Mataguru’, Ruh Iwan Tirta dalam Batik Tiga Babak

0

Pelita.online – Nama Iwan Tirta terus lekat di industri mode tanah air, apalagi jika bicara soal batik. Meski telah berpulang pada 2010 lalu, desainer kelahiran Blora itu terus menjadi ruh dalam koleksi label Iwan Tirta Private Collection. Sebagai bentuk apresiasi pada sang maestro sekaligus guru, para penerusnya mempersembahkan koleksi bertajuk Mataguru.

“Mataguru adalah apresiasi kami sebagai generasi penerus kepada sang maestro Iwan Tirta dalam membawakan batik hingga menjadi warisan budaya yang tetap relevan dari generasi ke generasi,” ujar CEO Iwan Tirta Private Collection, Widyana Sudirman.

Sebanyak 36 look hadir dalam kemasan pertunjukan wayang kulit di ballroom Fairmont Hotel, Jakarta Pusat, Kamis (28/11). Bak lakon, peragaan dibagi ke dalam tiga babak yang di antaranya “Talu”, “Adeg Jejer”, dan “Adeg Sabrang”. Bukan sembarang pembabakan, ketiganya mewakili setiap karakter koleksi yang ditampilkan.

Dalam pertunjukan wayang kulit, Talu adalah babak pembuka. Berasal dari bahasa Jawa, ‘talu’ berarti pukulan yang diasosiasikan dengan alat musik gamelan. Gunungan kekayon atau pohon hayat selalu membuka pentas wayang kulit. Motif gunung kekayon ini lah yang dicoba diimplementasikan dalam motif batik pada babak pertama.

Motif gunungan kekayon banyak mewarnai bagian tengah busana. Dengan dominasi warna abu-abu, busana hadir dalam siluet blus, kemeja pria, juga midi dress.

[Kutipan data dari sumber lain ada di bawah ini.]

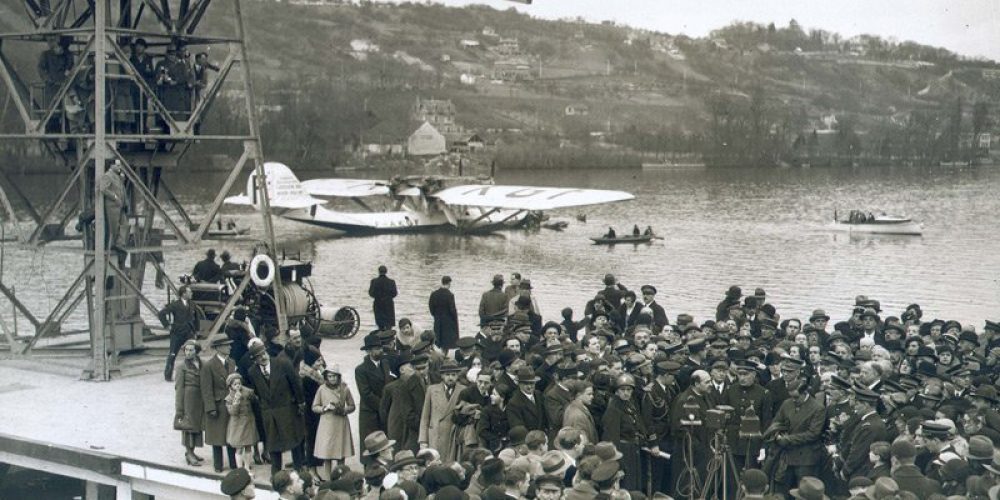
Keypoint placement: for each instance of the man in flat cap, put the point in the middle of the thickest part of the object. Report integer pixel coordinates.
(238, 485)
(744, 396)
(870, 429)
(797, 432)
(649, 301)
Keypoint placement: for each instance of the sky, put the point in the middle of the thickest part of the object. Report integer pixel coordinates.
(968, 27)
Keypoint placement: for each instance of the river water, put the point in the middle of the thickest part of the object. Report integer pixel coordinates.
(751, 227)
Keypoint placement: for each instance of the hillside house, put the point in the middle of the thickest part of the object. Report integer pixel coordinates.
(507, 47)
(426, 141)
(440, 113)
(512, 70)
(365, 46)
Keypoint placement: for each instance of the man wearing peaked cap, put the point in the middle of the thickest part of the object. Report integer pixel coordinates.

Material sutera tenun dan sutera satin menambah kilau dan kesan mewah. Sisipan material tulle juga memberi kesan modern pada busana batik.

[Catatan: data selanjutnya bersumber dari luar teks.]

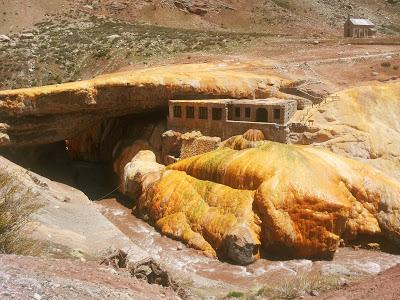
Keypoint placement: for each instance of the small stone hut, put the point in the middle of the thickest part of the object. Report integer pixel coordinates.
(359, 28)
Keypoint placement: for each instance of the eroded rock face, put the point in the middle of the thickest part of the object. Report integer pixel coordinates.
(360, 122)
(296, 200)
(52, 113)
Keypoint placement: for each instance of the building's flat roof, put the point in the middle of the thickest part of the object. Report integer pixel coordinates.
(361, 22)
(268, 101)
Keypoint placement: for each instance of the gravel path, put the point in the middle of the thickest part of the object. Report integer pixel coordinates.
(24, 277)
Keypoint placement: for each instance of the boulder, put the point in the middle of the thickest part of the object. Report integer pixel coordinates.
(140, 173)
(296, 201)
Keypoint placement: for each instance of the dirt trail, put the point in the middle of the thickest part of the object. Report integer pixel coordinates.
(210, 277)
(23, 277)
(383, 286)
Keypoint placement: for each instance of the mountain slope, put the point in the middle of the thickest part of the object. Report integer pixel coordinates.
(278, 16)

Motif gunungan kekayon mendominasi babak pertama “Talu” dalam presentasi koleksi busana Mataguru dari label Iwan Tirta Private Collection. (CNN Indonesia/ Andry Novelino)

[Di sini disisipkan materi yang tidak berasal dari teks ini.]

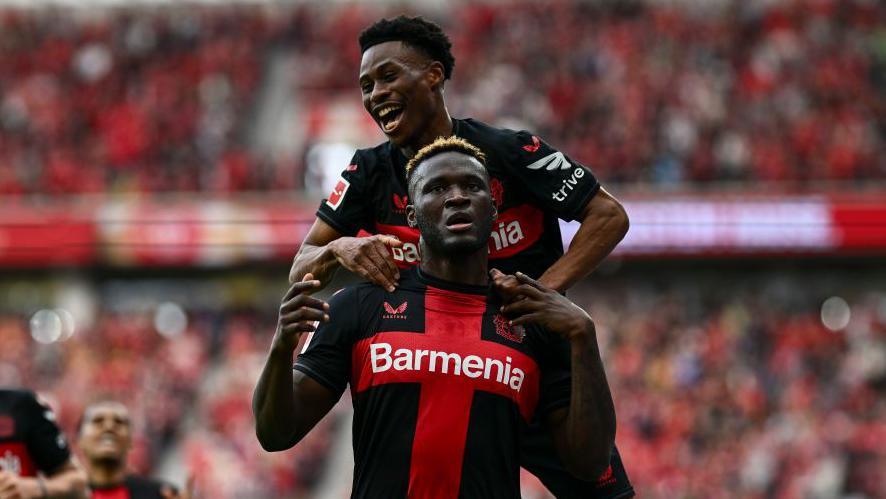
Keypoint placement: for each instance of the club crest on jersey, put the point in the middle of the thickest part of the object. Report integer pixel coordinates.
(606, 478)
(395, 313)
(509, 331)
(534, 146)
(7, 426)
(498, 192)
(551, 162)
(400, 203)
(338, 193)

Pada babak selanjutnya, “Adeg Jeler” menjadi representasi pertemuan raja di keraton. Babak ini menceritakan perjalanan Iwan Tirta dalam mempelajari batik dari balik tembok keraton.

Motif bernuansa mangkuto (mahkota), parang, dan gurdo (Garuda) mewarnai koleksi pada babak ini dan sarat dengan nuansa keraton. Sebut saja motif parang yang dulu hanya boleh digunakan oleh kalangan keluarga keraton. Lalu gurdo yang jadi simbol Kerajaan Mataram.

Siluet dress, kemeja pria, dan luaran menampung motif-motif tersebut dengan dominasi warna cokelat. Material tulle tak sekadar jadi pelapis, tapi juga menjadi bagian busana utuh.

Pada bagian terakhir, peragaan memasuki babak “Adeg Sabrang”. Babak ini menggambarkan bagaimana pengaruh luar masuk ke dalam lingkungan keraton. Asimilasi budaya yang terjadi dituangkan dalam motif batik. Pada koleksi ini, budaya Eropa dan China ditonjolkan dalam rupa bunga dan burung.

Tak cuma pada motif, keragaman budaya juga ditunjukkan lewat siluet busana. Beberapa look tampak menyematkan kerah Shanghai atau bentuk kerah khas cheongsam, budaya tradisional China.

Babak ini juga menghadirkan pertemuan batik tradisional dengan motif geometri dan motif serupa polkadot. Bagian ini menjadi lambang pertemuan budaya Jawa dan Eropa.